# Rancilio / Eureka



## philw (Jun 21, 2015)

The "Morris Marina" of coffee machines, my supplier tells me, but he doesn't know that I have some fine memories of one of those.

My roaster lives elsewhere.

This is the tank machine as I don't actually drink that much coffee and I do need to use the rest of the kitchen for making food.

Review-wise, I'm still dialling this in, but it does what you'd expect.

The *Rancilio ST1 *was a replacement for a NS Oscar I'd run for a good few years, which replaced an earlier Gaggia. At two to three times the Oscar price, this is a much more powerful machine, capable of continuous operation I'd expect, and easily capable of steaming and brewing at the same time. I knew precisely how to drive the Oscar though, something which I'm still working on with this. The machine has power to spare, and that's the main thing I notice about it. The filters are beefy, and you don't have to hold the machine down whilst you rotate them in. I plumbed in the drain because the "take me out to empty me" tray is really fiddly. I use an external shot timer, although final tuning of the shot is "by eye". I may need to rig some LED lights down there to help with that in winter.

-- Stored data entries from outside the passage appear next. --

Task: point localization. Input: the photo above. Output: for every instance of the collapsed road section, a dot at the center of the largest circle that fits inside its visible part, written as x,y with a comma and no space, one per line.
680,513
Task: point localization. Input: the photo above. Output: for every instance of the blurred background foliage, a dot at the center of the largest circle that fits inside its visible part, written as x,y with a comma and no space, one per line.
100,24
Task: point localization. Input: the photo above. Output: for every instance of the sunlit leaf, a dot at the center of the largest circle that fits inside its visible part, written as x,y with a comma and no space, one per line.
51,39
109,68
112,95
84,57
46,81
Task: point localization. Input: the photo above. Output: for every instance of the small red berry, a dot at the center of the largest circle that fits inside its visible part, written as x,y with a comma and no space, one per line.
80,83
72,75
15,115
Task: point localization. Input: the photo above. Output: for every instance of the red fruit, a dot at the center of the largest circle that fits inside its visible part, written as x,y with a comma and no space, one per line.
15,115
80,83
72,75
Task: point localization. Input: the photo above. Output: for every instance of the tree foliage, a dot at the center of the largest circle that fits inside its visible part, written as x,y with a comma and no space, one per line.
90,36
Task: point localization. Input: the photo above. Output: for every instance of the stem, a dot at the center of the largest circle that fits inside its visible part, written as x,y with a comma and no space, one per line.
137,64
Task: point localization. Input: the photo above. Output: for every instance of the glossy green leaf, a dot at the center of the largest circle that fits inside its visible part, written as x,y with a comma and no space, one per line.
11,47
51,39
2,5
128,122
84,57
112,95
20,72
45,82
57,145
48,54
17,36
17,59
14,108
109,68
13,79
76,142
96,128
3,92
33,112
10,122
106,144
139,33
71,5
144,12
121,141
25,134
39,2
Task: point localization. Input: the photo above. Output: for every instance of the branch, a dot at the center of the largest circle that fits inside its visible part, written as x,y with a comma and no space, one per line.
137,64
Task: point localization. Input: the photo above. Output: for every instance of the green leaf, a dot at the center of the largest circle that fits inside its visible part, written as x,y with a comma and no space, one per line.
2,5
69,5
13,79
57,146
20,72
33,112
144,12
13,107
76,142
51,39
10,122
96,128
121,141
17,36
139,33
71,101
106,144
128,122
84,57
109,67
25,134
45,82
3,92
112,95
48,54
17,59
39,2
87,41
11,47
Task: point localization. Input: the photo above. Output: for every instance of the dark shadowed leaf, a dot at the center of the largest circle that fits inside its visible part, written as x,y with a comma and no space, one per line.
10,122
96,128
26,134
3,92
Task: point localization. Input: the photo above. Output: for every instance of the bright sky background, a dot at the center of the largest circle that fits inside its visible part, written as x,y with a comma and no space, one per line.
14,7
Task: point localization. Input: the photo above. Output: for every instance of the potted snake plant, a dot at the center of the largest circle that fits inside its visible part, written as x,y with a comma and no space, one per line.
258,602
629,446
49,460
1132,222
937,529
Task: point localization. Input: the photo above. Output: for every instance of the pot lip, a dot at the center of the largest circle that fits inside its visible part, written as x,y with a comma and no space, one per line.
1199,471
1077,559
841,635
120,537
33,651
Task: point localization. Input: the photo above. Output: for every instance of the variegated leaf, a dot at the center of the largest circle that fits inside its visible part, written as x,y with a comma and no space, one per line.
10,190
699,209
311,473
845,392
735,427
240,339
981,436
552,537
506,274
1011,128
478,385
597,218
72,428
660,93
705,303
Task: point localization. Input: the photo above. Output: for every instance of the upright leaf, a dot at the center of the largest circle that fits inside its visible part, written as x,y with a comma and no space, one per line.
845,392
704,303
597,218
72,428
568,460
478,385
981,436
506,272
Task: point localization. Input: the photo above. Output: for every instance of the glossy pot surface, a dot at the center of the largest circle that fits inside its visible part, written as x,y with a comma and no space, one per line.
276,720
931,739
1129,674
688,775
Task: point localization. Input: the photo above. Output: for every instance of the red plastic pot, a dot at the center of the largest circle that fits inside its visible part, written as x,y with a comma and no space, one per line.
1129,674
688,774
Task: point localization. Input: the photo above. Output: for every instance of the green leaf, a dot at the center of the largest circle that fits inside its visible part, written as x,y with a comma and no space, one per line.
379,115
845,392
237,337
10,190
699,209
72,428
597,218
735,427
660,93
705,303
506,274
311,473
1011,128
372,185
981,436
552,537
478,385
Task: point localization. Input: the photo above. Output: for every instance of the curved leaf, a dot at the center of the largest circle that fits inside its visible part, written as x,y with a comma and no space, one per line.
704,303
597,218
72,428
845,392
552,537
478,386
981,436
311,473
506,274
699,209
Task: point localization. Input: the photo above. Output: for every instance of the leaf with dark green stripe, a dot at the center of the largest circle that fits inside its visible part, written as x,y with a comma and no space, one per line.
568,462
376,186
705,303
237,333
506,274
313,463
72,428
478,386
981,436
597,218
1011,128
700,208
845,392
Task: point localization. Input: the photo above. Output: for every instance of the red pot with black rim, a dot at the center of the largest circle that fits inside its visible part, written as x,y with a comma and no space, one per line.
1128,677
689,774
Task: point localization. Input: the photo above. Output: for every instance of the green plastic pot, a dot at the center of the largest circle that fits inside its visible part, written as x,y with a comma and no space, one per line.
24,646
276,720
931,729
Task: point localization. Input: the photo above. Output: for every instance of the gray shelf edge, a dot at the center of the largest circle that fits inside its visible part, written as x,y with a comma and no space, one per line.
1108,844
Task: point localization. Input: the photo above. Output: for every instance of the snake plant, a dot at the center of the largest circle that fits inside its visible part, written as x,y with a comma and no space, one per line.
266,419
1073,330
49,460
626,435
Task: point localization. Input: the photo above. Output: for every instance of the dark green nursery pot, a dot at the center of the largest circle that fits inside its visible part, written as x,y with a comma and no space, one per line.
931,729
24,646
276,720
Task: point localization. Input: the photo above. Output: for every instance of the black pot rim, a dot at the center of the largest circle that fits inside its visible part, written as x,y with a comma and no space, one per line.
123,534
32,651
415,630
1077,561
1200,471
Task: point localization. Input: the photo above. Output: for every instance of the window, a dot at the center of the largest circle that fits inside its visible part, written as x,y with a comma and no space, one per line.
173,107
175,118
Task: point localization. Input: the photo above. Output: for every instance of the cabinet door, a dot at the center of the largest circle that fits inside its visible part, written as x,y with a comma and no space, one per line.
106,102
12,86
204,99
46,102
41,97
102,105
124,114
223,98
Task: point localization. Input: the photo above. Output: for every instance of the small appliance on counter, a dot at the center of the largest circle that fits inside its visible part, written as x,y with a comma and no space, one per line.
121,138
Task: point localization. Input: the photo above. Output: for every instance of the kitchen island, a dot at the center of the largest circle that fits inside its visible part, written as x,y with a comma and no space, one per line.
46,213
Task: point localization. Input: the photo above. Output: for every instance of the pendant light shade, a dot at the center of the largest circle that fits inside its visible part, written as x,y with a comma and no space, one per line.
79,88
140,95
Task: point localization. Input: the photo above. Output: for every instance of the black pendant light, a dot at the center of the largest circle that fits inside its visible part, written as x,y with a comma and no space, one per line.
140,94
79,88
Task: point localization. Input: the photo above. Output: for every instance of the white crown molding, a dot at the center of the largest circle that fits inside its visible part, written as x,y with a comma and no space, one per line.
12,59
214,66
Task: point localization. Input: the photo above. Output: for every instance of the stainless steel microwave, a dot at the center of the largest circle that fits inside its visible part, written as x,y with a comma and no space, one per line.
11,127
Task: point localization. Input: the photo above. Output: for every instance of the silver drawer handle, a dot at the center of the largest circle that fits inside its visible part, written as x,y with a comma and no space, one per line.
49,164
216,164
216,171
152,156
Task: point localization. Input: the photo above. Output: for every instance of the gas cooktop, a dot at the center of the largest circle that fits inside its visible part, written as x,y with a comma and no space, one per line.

Dead easy to clean - there is some stainless steel, but it's not where you can get finger prints and most of the body is tough ABS. The drip-tray feels a bit crude, like you could cut yourself of the edges, although actually you can't. Inside there's more space than I found in the Oscar, although pretty agricultural.

I switched to this grinder from a big Gaggia (MDF?) I'd been using for years. This *Zenith Club E* is a stupidly large grinder, but it's quiet and the control system doesn't look like it was built in someone's garage. It grinds, although the delivered weight has some variation. But then my machine isn't automatic so that's easy to compensate for. It's a pleasure to use, hands free too. The little tray comes with the grinder and seems like a very Italian solution to the simple engineering problem of getting the grinds into the filter. However mostly the grinder does that perfectly - there's very little spill from this; certainly less than the Gaggia. Oh yes, the little hopper takes my 200g-per-roast without hassle directly from the drum.


----------